Com um público interessado e robusto firmemente estabelecido, Anderson acredita que chegou a hora de voltar a atenção para o e-commerce.

"A parte fundamental tem sido construir esse público demográfico", diz Anderson. "Estamos começando a mudar nosso foco para receita, mas nossa meta inicial era deixar claro o que o Southern Kitchen representa. Não queremos que eles percam a voz focando demais em análises."

Em última análise, foram a voz e a identidade que atraíram grande parte do público do Southern Kitchen em primeiro lugar.

"Você sabe que quando há uma festa, todo mundo parece acabar na cozinha", diz Anderson. "É onde a vida acontece — compartilhar histórias, cozinhar, rir juntos. Esse é o espírito que o Southern Kitchen encapsula."

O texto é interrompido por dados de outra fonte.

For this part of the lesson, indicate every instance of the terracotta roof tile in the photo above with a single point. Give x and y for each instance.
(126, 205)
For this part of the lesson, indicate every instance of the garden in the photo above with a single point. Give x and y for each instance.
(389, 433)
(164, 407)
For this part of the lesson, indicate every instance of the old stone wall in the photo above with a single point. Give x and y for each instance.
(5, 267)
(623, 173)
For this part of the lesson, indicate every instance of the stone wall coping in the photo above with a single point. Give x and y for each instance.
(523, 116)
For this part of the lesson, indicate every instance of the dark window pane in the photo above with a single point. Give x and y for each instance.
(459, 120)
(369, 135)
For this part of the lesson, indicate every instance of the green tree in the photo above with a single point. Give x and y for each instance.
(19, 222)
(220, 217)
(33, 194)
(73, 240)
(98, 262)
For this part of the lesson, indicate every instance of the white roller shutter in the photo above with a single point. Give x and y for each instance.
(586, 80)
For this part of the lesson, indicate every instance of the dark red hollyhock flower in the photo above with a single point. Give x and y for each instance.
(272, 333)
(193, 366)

Três coisas para saber sobre campanhas de e-mail

Passamos muito tempo conversando com Ryan Anderson e Jarod Jones sobre o Southern Kitchen. Temos mais algumas coisas boas que não queríamos deixar na sala de edição. Aqui estão mais três coisas inteligentes que eles disseram sobre e-mails que você deve ouvir:

1. E-mails ficam. As redes sociais vêm e vão: Os dados demográficos que uma vez acolheram o Facebook mudaram para o Instagram e Snapchat, e você pode apostar que há mais mudanças à frente. Mas um endereço de e-mail tende a ficar. "O e-mail de uma pessoa raramente muda", diz Anderson. "E quando eles fornecem o e-mail, é porque querem notícias suas. Juntos, isso representa um nível de confiança e uma oportunidade de construir um relacionamento em longo prazo do que você pode ter em uma rede social." Se estiver empenhado em trabalhar por muito tempo com seus clientes, o e-mail é o caminho a percorrer.

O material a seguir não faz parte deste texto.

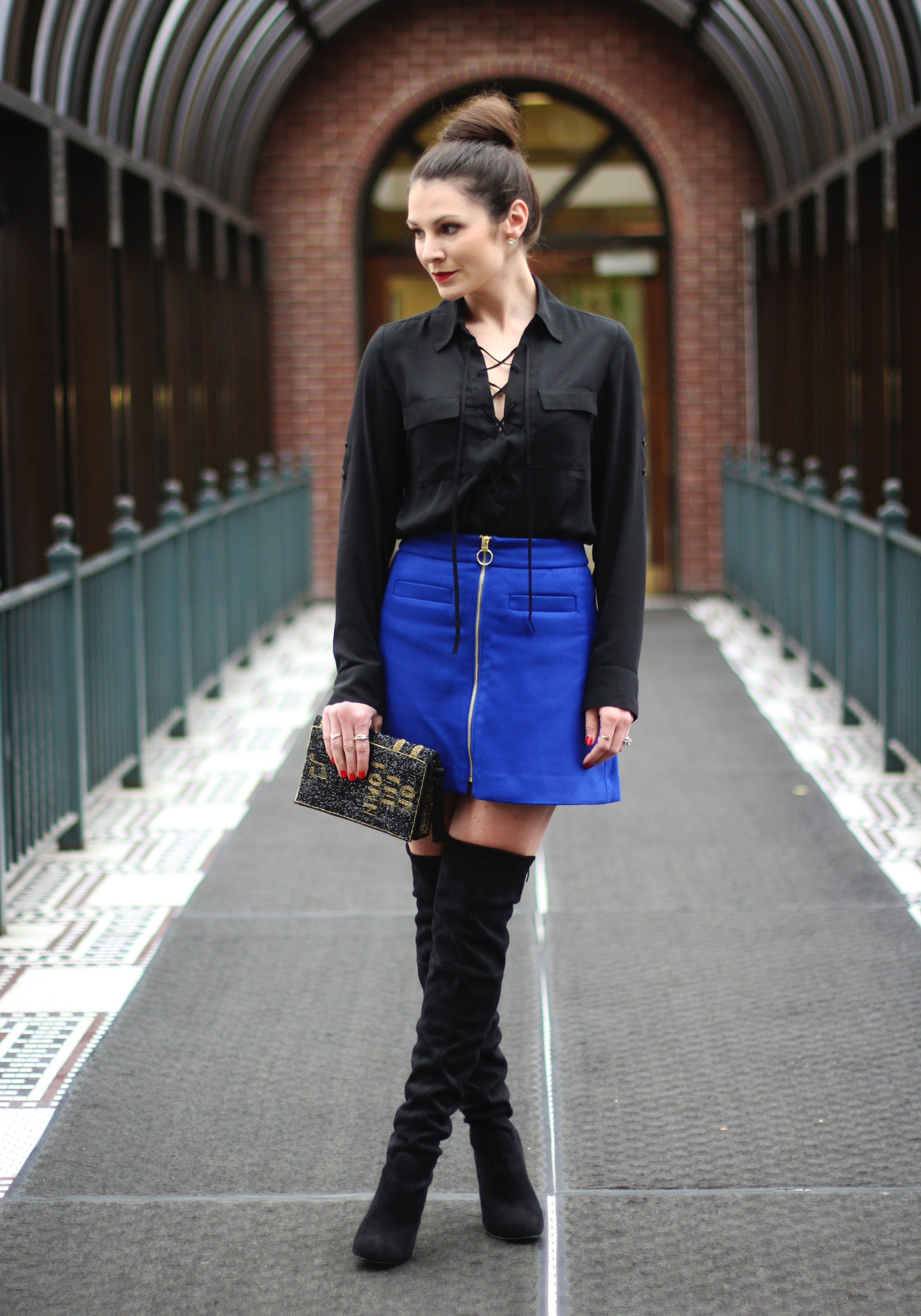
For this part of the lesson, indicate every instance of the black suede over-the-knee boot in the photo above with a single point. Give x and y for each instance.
(477, 892)
(486, 1099)
(509, 1205)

2. Comece pelo seu público. Um dos primeiros contratempos que Jones identificou foi que as campanhas anteriores, otimizadas para cliques, atraíram inadvertidamente exatamente o público-alvo errado para o site do Southern Kitchen. "Acho que os resultados que eles queriam ainda estavam lá", diz Jones. "Precisávamos apenas começar com o público em mente. É melhor começar por aí e, em seguida, descobrir como fazer uma melhor conversão deles." Uma estratégia que resulta em 100 novas inscrições pode parecer um grande sucesso no início, mas pode custar caro se você não considerar seu público.

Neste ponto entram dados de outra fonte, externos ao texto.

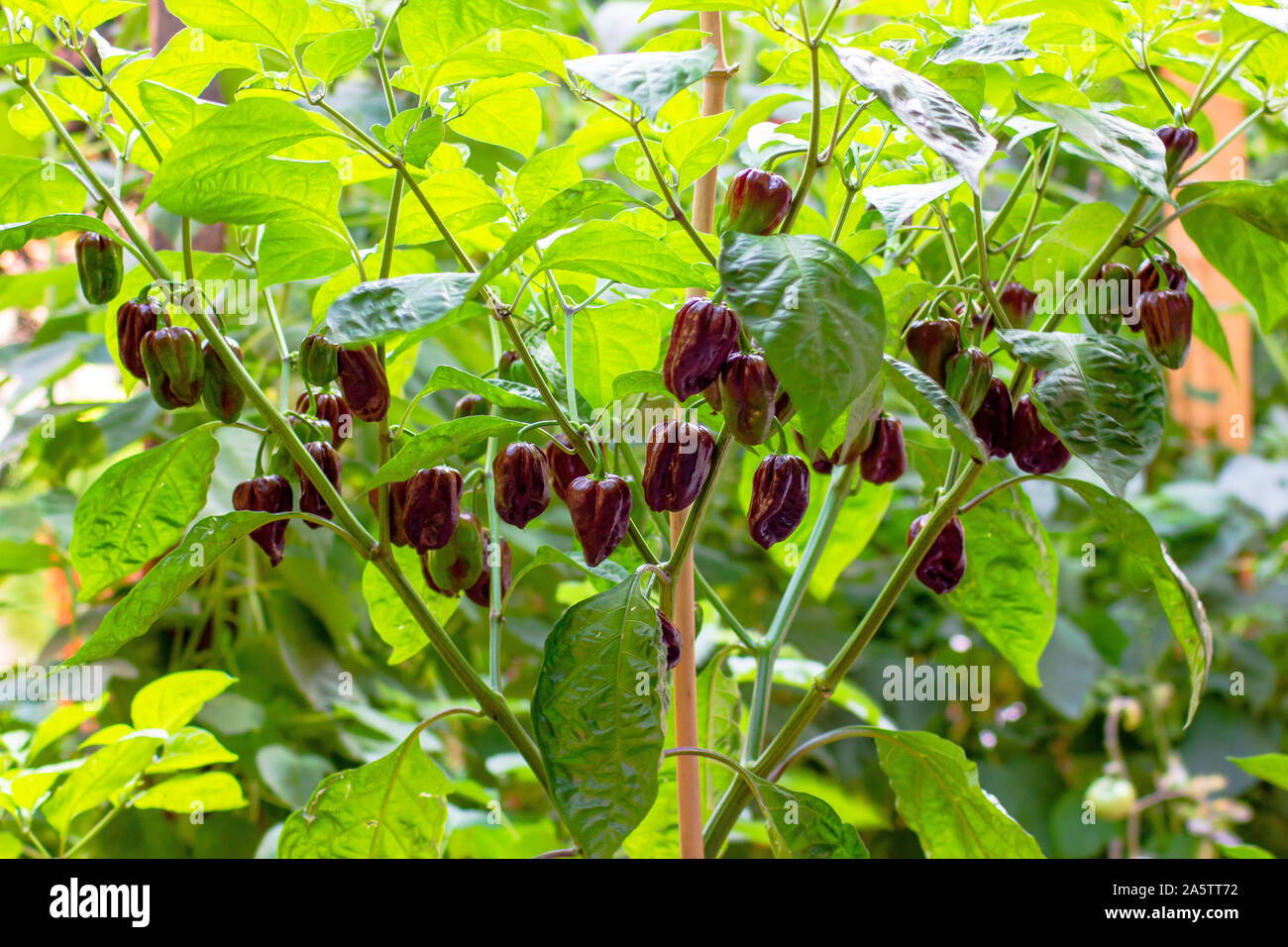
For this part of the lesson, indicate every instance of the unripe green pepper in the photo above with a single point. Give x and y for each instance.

3. Você não pode comprar amor. Uma maneira comum de impulsionar as inscrições em listas de e-mails é oferecer cupons, descontos e outros incentivos financeiros. Isso pode ser ótimo a princípio, mas é melhor você ter algo mais para oferecer. "Os incentivos criam um relacionamento transacional com o usuário", diz Anderson. "Você está dizendo: ‘Vou lhe dar dinheiro para se cadastrar’. Como isso vai funcionar em longo prazo em comparação com pessoas que amam seus produtos e gostam da sua empresa?" Para um sucesso duradouro, dê aos clientes um motivo para amarem o que você é — não o que você vai dar a eles.